The evolution of ocean activities in the past few decades, accompanied by coastal state expansionism, has resulted in a host of legal regimes with differing rules for various activities. From this has arisen the need to be as precise as possible in the use of terms to ensure that the legal rules are properly applied.
A most pressing need at this time is to ensure the most precise use of the term hydrography, or hydrographic surveys, to ensure that the more restrictive legal regime for marine scientific research (MSR) in the EEZ, is not applied to hydrographic surveying in the EEZ. Prior to World War II the term "hydrography" was used in a very broad sense to refer to most studies of the ocean.
Under customary international law hydrography retains its status as a freedom of the seas within and beyond the EEZ. MSR, on the other hand, copies under the authority of the coastal nation within its EEZ when a coastal nation chooses to exercise such MSR jurisdiction. Imprecise use of the term "hydrography" or "hydrographic survey" as a synonym for oceanography, particularly physical oceanography, threatens to subject hydrography to the MSR legal regime in the EEZ.
There is no precise legal definition of "hydrography" or "hydrographic surveying", but these terms may be taken to mean:
a. Hydrography - The branch of applied science which deals with the measurement and description of the physical features of the navigable portion of the earth's surface and adjoining coastal areas, with special reference to their use for the purpose of navigation.
b. Survey, Hydrographic - A survey having for its principal purpose the determination of data relating to bodies of water. A hydrographic survey may consist of the determination of one or several of the following classes of data: depth of water, configuration and nature of the bottom; directions and force of currents; heights and times of tides and water stages; and location of fixed objects for survey and navigation purposes.
Hydrography is almost always undertaken by governments, because it is a critical element in interdependent world trade which is vital to all nations. Accordingly, it is important to avoid use of the term in its outdated sense to protect this very important modern activity.
Note: Research operators are cautioned that some coastal nations may claim jurisdiction over hydrography in their EEZ'S. It is important to consult with the R/V Clearance Officer before conducting hydrography in a foreign EEZ to ensure non-interference with your vessel operations.

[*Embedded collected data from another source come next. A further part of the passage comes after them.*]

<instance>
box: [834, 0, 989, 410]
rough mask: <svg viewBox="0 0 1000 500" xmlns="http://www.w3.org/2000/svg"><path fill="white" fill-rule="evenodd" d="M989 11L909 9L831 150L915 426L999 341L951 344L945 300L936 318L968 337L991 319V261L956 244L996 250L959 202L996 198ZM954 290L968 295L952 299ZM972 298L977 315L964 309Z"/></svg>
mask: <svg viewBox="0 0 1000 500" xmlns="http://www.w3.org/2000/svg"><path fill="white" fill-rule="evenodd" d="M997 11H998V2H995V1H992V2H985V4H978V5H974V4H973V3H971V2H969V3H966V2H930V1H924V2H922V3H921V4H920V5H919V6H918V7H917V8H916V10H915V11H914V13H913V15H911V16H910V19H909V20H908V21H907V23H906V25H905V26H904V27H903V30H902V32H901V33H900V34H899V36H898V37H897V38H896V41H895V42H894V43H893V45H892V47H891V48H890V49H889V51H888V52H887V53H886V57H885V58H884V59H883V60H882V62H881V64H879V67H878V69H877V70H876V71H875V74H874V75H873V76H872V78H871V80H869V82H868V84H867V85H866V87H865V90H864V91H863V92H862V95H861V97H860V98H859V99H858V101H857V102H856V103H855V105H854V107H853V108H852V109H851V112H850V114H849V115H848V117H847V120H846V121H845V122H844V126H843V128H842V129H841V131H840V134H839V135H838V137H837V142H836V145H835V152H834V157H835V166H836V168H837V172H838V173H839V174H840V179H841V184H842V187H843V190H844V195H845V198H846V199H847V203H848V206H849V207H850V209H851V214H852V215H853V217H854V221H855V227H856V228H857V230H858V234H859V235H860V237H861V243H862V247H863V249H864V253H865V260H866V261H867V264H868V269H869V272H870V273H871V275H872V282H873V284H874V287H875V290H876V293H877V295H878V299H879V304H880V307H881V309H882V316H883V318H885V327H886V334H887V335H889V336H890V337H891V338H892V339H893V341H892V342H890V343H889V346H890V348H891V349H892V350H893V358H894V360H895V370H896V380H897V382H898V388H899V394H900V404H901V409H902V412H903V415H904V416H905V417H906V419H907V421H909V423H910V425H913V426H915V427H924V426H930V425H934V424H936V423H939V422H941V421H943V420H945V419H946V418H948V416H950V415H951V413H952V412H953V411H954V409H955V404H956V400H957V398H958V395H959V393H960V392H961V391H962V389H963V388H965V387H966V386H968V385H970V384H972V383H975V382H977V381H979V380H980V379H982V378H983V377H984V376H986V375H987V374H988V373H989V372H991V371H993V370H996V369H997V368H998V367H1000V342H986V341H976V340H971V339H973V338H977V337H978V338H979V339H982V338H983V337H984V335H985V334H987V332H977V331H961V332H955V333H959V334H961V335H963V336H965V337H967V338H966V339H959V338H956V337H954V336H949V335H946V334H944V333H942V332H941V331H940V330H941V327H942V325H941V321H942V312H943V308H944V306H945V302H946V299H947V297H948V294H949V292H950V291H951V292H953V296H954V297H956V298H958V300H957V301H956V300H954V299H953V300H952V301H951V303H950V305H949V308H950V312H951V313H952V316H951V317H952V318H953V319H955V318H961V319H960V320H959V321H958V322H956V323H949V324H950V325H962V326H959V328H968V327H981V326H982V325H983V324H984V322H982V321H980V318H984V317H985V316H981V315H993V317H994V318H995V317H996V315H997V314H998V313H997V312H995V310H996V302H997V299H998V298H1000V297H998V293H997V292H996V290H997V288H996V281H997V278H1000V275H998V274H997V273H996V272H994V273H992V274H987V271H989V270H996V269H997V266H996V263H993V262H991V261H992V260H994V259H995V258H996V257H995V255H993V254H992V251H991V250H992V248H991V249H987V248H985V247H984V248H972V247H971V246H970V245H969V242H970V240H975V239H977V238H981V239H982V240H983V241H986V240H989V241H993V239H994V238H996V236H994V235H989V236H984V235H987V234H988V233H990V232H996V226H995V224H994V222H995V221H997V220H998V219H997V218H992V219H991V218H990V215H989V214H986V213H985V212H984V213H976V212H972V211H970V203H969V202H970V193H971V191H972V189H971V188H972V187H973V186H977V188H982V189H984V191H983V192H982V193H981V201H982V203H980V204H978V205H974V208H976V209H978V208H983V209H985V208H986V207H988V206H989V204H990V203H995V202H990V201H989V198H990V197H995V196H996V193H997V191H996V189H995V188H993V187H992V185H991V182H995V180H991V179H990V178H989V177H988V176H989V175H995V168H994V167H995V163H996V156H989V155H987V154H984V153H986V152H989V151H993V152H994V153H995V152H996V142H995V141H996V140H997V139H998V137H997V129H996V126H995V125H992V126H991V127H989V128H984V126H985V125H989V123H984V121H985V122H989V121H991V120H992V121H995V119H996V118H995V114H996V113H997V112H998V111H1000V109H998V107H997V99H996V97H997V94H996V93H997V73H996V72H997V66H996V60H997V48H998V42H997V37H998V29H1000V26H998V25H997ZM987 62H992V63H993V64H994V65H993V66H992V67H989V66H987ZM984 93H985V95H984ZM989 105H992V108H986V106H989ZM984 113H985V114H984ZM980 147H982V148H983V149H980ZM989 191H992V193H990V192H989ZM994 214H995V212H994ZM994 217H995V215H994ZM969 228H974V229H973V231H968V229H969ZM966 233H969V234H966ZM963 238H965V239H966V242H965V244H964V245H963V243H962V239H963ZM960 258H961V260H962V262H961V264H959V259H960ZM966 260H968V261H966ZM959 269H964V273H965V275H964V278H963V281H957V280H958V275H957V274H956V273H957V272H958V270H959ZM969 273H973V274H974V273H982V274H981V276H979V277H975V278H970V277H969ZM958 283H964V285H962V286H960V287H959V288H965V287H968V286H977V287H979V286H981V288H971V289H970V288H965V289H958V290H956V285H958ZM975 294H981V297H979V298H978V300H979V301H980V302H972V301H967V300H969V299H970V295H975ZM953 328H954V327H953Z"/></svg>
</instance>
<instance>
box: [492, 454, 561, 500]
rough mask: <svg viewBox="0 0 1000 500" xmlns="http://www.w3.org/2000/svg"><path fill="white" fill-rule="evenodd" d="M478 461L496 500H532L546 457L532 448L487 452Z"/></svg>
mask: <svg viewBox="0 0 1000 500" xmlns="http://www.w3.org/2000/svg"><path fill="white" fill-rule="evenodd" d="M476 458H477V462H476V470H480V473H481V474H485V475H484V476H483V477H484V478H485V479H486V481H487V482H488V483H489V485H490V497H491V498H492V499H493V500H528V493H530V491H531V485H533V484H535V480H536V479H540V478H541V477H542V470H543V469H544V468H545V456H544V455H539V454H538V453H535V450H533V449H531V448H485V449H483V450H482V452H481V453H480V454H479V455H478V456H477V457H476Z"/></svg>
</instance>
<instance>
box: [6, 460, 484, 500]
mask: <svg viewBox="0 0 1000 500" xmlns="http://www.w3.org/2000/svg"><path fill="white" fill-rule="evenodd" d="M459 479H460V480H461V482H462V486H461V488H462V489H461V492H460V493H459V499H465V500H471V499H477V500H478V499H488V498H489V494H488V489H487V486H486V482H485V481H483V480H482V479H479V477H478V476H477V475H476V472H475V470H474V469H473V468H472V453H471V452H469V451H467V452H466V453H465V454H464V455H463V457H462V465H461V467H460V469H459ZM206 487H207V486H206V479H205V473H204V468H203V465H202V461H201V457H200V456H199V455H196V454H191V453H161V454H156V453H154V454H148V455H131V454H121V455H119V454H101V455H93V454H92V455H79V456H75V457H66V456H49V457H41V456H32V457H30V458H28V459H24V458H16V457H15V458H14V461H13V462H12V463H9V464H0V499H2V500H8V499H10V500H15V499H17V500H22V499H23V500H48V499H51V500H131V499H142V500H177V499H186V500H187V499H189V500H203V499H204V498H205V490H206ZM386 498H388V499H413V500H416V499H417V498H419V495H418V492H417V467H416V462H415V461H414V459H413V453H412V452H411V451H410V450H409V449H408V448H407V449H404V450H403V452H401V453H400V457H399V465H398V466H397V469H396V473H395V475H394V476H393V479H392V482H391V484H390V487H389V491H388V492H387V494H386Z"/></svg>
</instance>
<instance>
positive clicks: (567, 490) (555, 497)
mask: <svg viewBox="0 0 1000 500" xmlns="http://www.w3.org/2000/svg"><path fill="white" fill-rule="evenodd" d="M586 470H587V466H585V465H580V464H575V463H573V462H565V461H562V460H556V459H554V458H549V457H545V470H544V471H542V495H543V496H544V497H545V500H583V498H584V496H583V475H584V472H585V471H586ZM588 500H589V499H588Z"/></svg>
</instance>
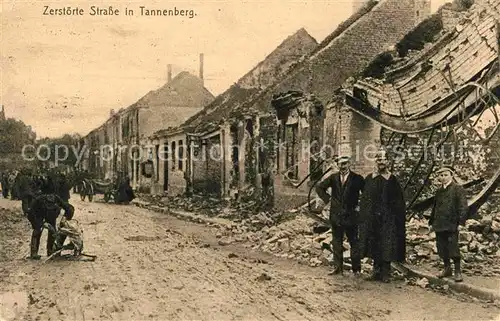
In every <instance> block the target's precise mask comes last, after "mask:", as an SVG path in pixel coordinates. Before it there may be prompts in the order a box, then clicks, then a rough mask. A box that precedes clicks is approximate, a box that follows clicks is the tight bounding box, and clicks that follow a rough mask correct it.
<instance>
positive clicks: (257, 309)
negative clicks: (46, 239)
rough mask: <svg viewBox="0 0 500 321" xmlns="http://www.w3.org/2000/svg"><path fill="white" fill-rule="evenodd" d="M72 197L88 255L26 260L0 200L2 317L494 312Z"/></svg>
mask: <svg viewBox="0 0 500 321" xmlns="http://www.w3.org/2000/svg"><path fill="white" fill-rule="evenodd" d="M72 203H73V204H74V205H75V207H76V209H77V211H76V214H75V218H76V219H78V220H79V221H80V223H81V225H82V227H83V229H84V240H85V246H86V248H85V252H88V253H91V254H96V255H98V259H97V261H95V262H71V261H55V262H50V263H48V264H43V261H35V262H32V261H29V260H25V259H24V257H25V256H26V255H27V253H28V246H29V235H30V230H29V224H28V222H27V221H25V219H24V218H22V217H20V204H19V202H13V201H9V200H4V199H0V211H2V207H3V208H14V209H15V210H16V212H13V213H10V214H9V215H12V216H16V217H18V218H20V219H18V220H17V221H16V219H14V221H13V222H11V223H9V224H6V223H5V219H4V220H3V221H4V222H3V223H0V224H2V225H0V228H1V229H2V230H1V231H0V238H2V237H3V242H2V243H0V246H3V247H4V248H3V249H2V253H3V255H2V257H4V258H3V260H4V262H0V265H1V267H0V277H1V279H0V320H2V321H3V320H368V319H370V320H492V319H495V317H497V316H498V315H499V314H500V310H499V309H497V308H494V307H491V306H484V305H482V304H480V303H471V302H461V301H459V300H458V299H457V298H455V297H450V296H445V295H440V294H437V293H433V292H430V291H426V290H424V289H420V288H418V287H410V286H406V285H404V284H403V283H401V284H398V283H392V284H374V283H370V282H366V281H363V280H358V279H355V278H353V277H351V276H346V277H344V278H342V277H334V276H329V275H328V274H327V272H328V271H327V270H326V269H324V268H316V269H315V268H311V267H307V266H301V265H298V264H297V263H294V262H291V261H287V260H279V259H276V258H273V257H270V256H267V255H265V254H262V253H253V252H251V251H249V250H248V249H247V248H245V247H243V246H242V245H230V246H219V245H218V244H217V239H216V238H215V236H214V235H215V232H214V231H213V230H211V228H209V227H206V226H202V225H196V224H193V223H188V222H184V221H180V220H178V219H175V218H173V217H170V216H168V215H164V214H158V213H153V212H150V211H147V210H143V209H140V208H137V207H135V206H133V205H130V206H116V205H111V204H110V205H107V204H103V203H98V202H94V203H88V202H86V203H83V202H80V201H79V200H76V198H75V197H73V198H72ZM4 212H5V210H4ZM7 225H8V226H7ZM12 229H16V231H12ZM7 230H9V231H10V232H8V233H7V232H6V231H7ZM14 232H15V233H14ZM45 234H46V233H45V232H44V237H43V239H42V246H41V250H40V254H42V255H44V254H45V243H44V242H45ZM6 237H8V238H9V239H8V243H5V238H6ZM6 247H9V248H6Z"/></svg>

Rules for Research Vessel Clearances
The Department of State will only submit a clearance application to a foreign government that uses the term "hydrography" clearly and unambiguously. When the term is used imprecisely but the meaning is clear, the term will be changed before the clearance request is submitted to the foreign government. For example, if the context of the request indicates that physical oceanography is meant, the term will be changed to "physical oceanography". If you must use "surveys" in other than a true hydrographic sense, spell out the meaning clearly in the scientific sense.
Note: Operations involving only properly defined hydrography do not require notification of or approval from the coastal state, but please check with the Department of State first.
Cruise Reports and Other Uses
Reports of research results must also use the terms precisely. Reports which use "hydrography" when the real meaning is "oceanography" will be returned for correction, resulting in delayed transmission to the foreign government and possible delays in later clearance requests.
In this age of multiple ocean legal regimes, the American marine science community is cautioned to be as precise as possible in the use of terms in all writings and discussions, not just in clearance requests and cruise reports.